Deferred vs immediate stenting in ST elevation myocardial infarction: Potential interest in selected patients.

Presse Med

Hospices civils de Lyon, hôpital de la Croix-Rousse, European Society of Hypertension Excellence Center, Cardiology Department, 69004 Lyon, France; Université Lyon-1, 69100 Villeurbanne, France; Génomique fonctionnelle de l'hypertension artérielle, 69008 Lyon, France; Hôpital Nord Ouest, 69400 Villefranche-sur-Saône, France.

Published: November 2015

Background: Slow flow, no reflow and distal embolization often occur during primary angioplasty in ST segment elevation myocardial infarction (STEMI), compromising optimal myocardial reperfusion.

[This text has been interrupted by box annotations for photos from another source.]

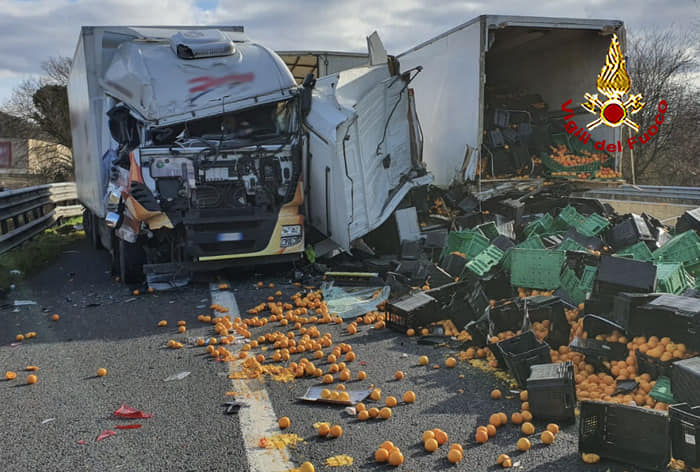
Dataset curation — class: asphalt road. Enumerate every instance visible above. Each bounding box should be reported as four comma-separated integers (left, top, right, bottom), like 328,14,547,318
0,243,634,471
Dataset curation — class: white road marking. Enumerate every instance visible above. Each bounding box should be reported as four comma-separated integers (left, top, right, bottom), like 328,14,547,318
209,283,294,472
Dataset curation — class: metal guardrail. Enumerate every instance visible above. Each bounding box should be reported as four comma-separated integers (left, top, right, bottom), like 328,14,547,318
0,182,83,254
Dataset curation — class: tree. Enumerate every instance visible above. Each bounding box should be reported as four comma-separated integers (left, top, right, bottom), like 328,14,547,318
623,30,700,185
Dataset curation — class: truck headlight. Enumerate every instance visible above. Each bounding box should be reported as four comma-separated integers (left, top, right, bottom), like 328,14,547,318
282,225,301,238
280,236,301,247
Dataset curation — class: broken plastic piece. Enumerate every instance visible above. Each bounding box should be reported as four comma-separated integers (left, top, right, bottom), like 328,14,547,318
96,430,117,442
112,404,153,419
163,371,190,382
116,424,142,429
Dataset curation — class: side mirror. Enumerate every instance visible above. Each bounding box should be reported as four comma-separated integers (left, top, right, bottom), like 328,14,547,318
301,74,316,116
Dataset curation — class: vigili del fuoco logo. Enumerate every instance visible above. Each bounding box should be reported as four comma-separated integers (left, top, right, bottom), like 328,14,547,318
561,34,667,153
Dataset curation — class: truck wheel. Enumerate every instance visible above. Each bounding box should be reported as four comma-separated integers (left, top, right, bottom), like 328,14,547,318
118,239,146,284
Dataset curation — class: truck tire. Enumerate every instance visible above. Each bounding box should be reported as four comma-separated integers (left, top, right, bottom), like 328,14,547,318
118,239,146,284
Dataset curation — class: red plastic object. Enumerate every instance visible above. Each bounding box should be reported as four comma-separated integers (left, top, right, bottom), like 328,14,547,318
112,404,153,420
116,424,141,429
97,430,117,441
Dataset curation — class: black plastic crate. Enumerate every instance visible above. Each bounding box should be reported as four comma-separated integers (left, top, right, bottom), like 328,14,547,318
671,356,700,406
578,400,671,471
386,292,442,332
525,296,571,349
527,362,576,423
497,331,552,387
595,256,656,295
635,349,675,380
607,213,654,250
668,403,700,467
608,292,659,330
583,315,627,338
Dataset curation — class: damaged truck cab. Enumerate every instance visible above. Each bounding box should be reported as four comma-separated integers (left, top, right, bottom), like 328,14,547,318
68,27,426,287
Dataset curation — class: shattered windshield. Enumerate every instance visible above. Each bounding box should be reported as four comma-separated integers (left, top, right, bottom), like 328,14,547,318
151,100,296,145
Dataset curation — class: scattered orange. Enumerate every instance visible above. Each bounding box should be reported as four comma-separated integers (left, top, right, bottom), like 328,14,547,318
423,439,438,452
277,416,292,429
540,431,554,444
518,438,530,451
447,449,462,464
389,449,404,467
374,447,389,462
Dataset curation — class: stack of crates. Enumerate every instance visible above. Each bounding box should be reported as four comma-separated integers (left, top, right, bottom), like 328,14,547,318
527,362,576,423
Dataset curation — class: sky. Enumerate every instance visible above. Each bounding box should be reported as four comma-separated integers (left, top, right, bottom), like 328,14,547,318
0,0,700,104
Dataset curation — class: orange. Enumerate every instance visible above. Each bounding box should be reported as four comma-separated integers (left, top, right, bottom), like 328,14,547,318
277,416,292,429
540,431,554,444
299,462,316,472
374,447,389,462
423,439,438,452
331,424,343,438
447,449,462,464
318,423,331,437
518,438,530,452
389,448,404,467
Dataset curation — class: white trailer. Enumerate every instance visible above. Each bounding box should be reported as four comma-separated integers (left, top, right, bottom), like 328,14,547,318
397,15,634,187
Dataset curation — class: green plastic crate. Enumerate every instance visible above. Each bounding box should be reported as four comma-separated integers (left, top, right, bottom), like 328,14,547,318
510,248,566,290
467,246,505,277
656,262,695,295
615,241,654,262
441,230,489,260
525,213,554,237
554,205,585,230
653,230,700,277
557,238,588,253
576,213,610,236
474,221,501,241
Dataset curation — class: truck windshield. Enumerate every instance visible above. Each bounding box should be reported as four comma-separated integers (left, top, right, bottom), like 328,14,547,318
150,100,297,145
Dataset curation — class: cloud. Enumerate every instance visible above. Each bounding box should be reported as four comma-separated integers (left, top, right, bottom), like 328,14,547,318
0,0,700,102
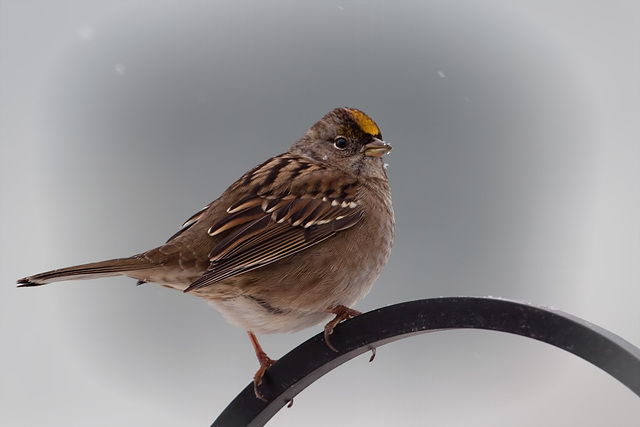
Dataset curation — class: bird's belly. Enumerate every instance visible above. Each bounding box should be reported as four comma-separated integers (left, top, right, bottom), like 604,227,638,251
209,296,332,334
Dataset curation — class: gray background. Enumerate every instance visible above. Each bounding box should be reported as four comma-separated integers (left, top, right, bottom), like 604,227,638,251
0,0,640,426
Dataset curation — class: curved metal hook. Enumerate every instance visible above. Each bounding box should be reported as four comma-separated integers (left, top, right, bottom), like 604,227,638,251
212,297,640,427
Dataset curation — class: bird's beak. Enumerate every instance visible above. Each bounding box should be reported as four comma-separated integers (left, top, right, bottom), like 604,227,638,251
362,138,391,157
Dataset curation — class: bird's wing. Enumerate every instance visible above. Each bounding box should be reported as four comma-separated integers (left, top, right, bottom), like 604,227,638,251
185,170,364,292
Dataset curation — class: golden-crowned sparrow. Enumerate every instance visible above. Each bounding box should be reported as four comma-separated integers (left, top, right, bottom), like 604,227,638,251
18,108,394,397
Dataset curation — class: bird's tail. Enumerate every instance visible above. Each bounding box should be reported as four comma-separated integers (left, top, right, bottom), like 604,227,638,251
18,257,152,287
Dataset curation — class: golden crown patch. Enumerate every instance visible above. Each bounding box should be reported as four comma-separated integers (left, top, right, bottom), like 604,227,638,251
347,108,380,135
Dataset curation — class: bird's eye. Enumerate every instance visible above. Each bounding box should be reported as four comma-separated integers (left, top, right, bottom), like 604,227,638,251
333,136,347,150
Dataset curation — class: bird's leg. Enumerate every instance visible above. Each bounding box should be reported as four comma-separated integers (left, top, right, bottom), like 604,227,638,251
247,331,276,402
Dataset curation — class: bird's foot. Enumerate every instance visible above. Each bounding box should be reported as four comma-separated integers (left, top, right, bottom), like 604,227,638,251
324,305,362,352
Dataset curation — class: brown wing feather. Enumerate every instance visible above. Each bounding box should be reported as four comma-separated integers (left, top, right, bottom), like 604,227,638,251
185,194,364,292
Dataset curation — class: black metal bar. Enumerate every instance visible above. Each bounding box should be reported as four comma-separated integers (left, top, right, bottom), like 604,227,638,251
212,297,640,427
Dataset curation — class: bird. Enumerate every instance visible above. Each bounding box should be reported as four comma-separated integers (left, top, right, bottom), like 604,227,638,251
17,107,395,400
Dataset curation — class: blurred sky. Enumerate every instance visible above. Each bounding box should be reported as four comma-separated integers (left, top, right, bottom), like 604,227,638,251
0,0,640,426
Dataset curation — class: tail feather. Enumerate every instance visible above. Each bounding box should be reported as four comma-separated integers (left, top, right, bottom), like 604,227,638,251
18,257,152,287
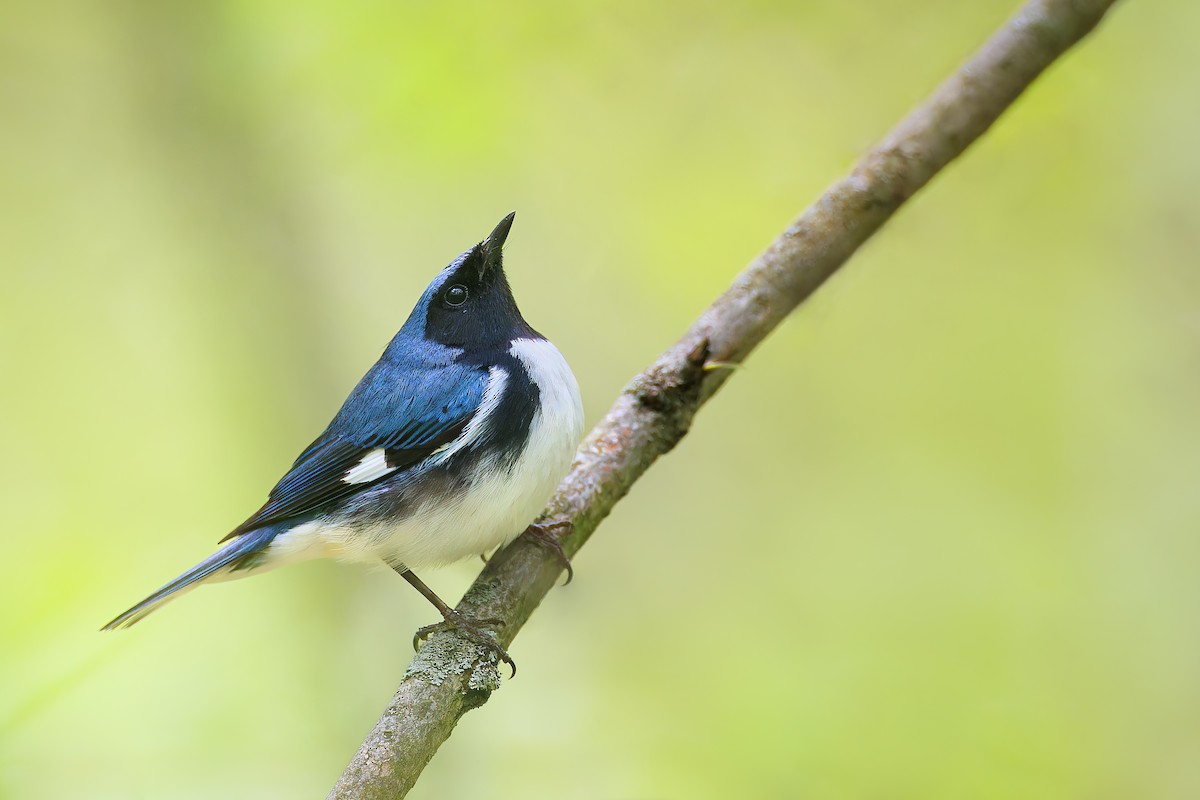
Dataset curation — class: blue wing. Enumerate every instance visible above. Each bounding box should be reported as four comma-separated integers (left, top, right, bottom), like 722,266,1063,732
221,361,488,541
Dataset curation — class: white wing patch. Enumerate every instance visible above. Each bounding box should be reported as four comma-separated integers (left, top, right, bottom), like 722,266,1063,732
342,447,396,483
432,367,509,462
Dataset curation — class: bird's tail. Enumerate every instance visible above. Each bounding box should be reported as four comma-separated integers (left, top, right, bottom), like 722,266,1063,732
101,527,278,631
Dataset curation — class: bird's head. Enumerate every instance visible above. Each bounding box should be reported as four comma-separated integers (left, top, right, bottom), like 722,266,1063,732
401,211,536,350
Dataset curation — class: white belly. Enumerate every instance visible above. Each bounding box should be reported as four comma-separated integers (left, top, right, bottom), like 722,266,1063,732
270,339,583,567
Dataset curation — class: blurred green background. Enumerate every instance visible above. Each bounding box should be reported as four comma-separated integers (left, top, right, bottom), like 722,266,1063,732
0,0,1200,799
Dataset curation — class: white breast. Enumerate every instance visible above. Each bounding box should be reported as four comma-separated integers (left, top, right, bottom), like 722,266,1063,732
292,339,583,567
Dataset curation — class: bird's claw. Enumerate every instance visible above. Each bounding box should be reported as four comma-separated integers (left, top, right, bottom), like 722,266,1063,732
413,610,517,678
524,519,575,587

Aims: This study aimed at assessing the impact of deferred stenting (DS) on periprocedural events as compared to immediate stenting (IS). The second objective was to gather the reasons advocated by the physicians for deferring stenting.

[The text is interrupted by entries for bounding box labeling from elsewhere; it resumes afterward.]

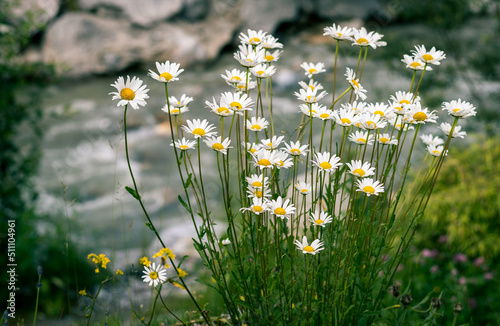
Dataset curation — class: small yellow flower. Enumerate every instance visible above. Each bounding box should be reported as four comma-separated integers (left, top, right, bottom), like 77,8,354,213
139,256,151,266
177,268,187,277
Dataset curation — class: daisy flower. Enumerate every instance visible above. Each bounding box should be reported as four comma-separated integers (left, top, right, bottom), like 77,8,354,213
250,63,276,78
161,104,189,115
295,236,325,255
349,131,374,145
285,141,309,156
108,76,149,110
142,263,167,286
299,103,325,117
170,137,196,151
293,88,328,103
299,79,323,91
266,196,295,220
240,197,266,215
333,108,358,127
300,62,326,78
312,152,342,173
427,145,448,156
346,160,375,178
344,68,366,100
220,92,253,115
221,69,247,85
203,136,232,155
252,149,275,169
246,117,269,131
246,174,269,188
411,45,446,65
309,210,333,228
442,99,476,118
205,97,234,117
323,24,353,41
358,113,387,130
260,136,285,150
182,119,216,138
241,142,262,154
313,106,333,121
273,150,293,169
239,29,267,45
405,102,438,123
295,181,311,195
234,44,265,68
356,178,384,197
377,133,398,145
148,60,184,83
168,94,193,108
260,34,283,50
263,50,283,63
420,134,444,146
340,101,368,115
439,122,467,138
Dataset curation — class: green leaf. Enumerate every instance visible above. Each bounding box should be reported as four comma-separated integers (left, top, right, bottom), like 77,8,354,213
125,186,141,200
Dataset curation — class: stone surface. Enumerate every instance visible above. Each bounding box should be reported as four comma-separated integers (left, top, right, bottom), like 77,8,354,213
78,0,183,27
42,13,235,77
7,0,60,34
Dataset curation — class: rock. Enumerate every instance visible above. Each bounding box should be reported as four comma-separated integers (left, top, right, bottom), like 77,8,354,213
240,0,299,33
78,0,183,27
316,0,382,19
42,13,235,77
7,0,60,34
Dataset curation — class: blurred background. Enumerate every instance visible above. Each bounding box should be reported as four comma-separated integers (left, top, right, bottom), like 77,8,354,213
0,0,500,325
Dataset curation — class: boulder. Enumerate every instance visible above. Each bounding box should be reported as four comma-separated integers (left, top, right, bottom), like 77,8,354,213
7,0,60,34
42,13,236,77
78,0,183,27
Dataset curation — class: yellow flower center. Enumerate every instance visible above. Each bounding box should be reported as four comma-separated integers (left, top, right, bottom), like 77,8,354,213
249,37,260,44
217,106,229,113
120,88,135,101
274,207,286,215
319,162,332,170
356,37,368,44
422,53,434,61
363,186,375,194
352,169,365,177
229,102,243,110
413,112,427,121
160,72,176,81
253,205,263,213
193,128,205,136
257,158,271,166
302,246,314,252
212,143,224,151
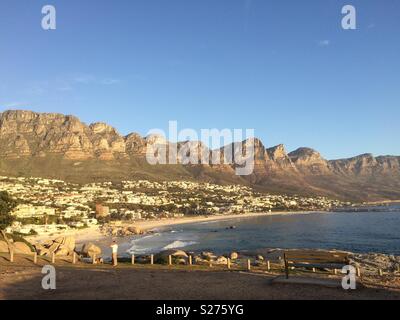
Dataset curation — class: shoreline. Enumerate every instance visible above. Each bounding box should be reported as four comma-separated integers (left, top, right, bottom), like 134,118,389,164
25,211,322,244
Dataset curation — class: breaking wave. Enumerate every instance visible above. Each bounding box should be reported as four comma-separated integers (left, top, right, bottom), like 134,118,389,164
163,240,197,250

Methods: All consecutive patients referred for primary angioplasty were included between September 2010 and November 2011. Physicians were free to choose the strategy between DS and IS but had to justify their choice. DS patients underwent a coronary angiogram control in a delay > 24h.

Results: Ninety-eight patients were included. Forty patients underwent DS and 58 IS. DS strategy involved thrombus management by thromboaspiration (33 patients 82.5%) and by the use of AntiGpIIbIIIa (23 patients 62.2%). This strategy could be achieved with a low complication rate. In particular, one patient had a reocclusion leading to a rapid reintervention and one had a distal embolization. In comparison, 11 periprocedural events occurred in the IS subgroup. In addition, among DS patients, 7 were treated medically because of a non-significant stenosis. The major criteria considered by the operator to prefer DS in the presence of a TIMI 3 flow concerned thrombotic load.

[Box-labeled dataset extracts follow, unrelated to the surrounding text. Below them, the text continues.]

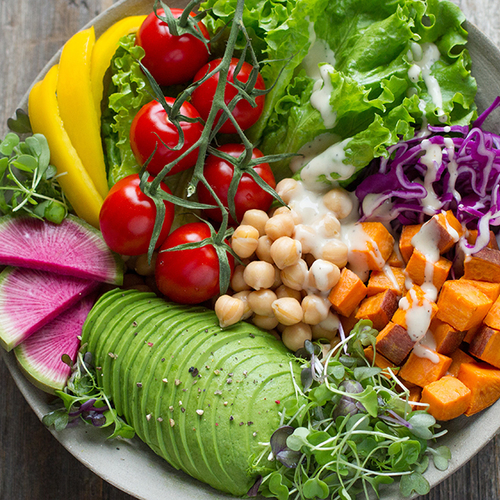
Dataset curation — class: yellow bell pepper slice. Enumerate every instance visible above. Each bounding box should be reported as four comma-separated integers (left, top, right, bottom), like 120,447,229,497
57,27,108,198
90,16,147,120
28,65,103,228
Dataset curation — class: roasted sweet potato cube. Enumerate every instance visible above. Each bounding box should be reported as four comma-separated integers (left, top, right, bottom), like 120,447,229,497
328,267,366,317
350,222,394,271
339,306,359,334
399,350,451,387
457,362,500,417
430,318,466,356
364,345,399,373
387,249,405,268
465,229,498,250
412,210,464,254
459,277,500,302
406,249,452,290
420,376,472,420
399,224,423,262
392,285,438,337
464,325,481,344
464,247,500,283
469,325,500,368
366,266,406,297
448,349,474,377
437,280,493,331
375,322,415,366
484,297,500,330
356,290,398,331
408,385,422,411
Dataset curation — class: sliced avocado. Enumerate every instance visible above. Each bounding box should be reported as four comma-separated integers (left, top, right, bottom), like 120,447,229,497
84,291,299,495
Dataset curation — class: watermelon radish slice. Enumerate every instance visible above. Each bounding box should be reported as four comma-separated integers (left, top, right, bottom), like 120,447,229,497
0,267,99,351
0,216,123,285
14,294,95,394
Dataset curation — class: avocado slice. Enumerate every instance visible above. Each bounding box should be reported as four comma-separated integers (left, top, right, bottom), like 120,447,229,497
83,290,300,496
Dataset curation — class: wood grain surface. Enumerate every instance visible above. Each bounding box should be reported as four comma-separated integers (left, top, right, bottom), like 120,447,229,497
0,0,500,500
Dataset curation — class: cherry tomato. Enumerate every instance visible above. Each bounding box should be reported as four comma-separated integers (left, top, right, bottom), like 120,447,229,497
191,57,266,134
99,174,175,255
198,144,276,223
136,9,209,85
130,97,203,175
155,222,234,304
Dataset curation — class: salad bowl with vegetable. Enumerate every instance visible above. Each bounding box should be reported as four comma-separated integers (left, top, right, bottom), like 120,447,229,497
4,2,496,498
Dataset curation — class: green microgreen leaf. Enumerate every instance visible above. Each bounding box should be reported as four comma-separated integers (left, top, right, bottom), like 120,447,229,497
399,472,431,497
0,133,70,224
42,346,135,438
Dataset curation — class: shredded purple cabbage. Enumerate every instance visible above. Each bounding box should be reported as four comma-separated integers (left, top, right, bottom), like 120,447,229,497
356,97,500,252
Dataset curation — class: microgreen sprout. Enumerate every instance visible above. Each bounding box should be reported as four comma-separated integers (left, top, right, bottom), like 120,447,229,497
0,131,69,224
252,321,450,500
42,346,135,438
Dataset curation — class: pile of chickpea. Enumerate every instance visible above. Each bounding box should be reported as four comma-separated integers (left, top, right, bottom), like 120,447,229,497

Conclusion: This mono-centric experience confirmed the feasibility and the safety of DS. On top of reducing periprocedural events, it may allow for other treatment options in selected STEMI patients, e.g. surgery or medical treatment. The reasons leading physicians to choose DS were large thrombus burden on top of resolution of chest pain and normalization of the ECG. These criteria could help selecting situations in which DS may be of particular value as compared to IS.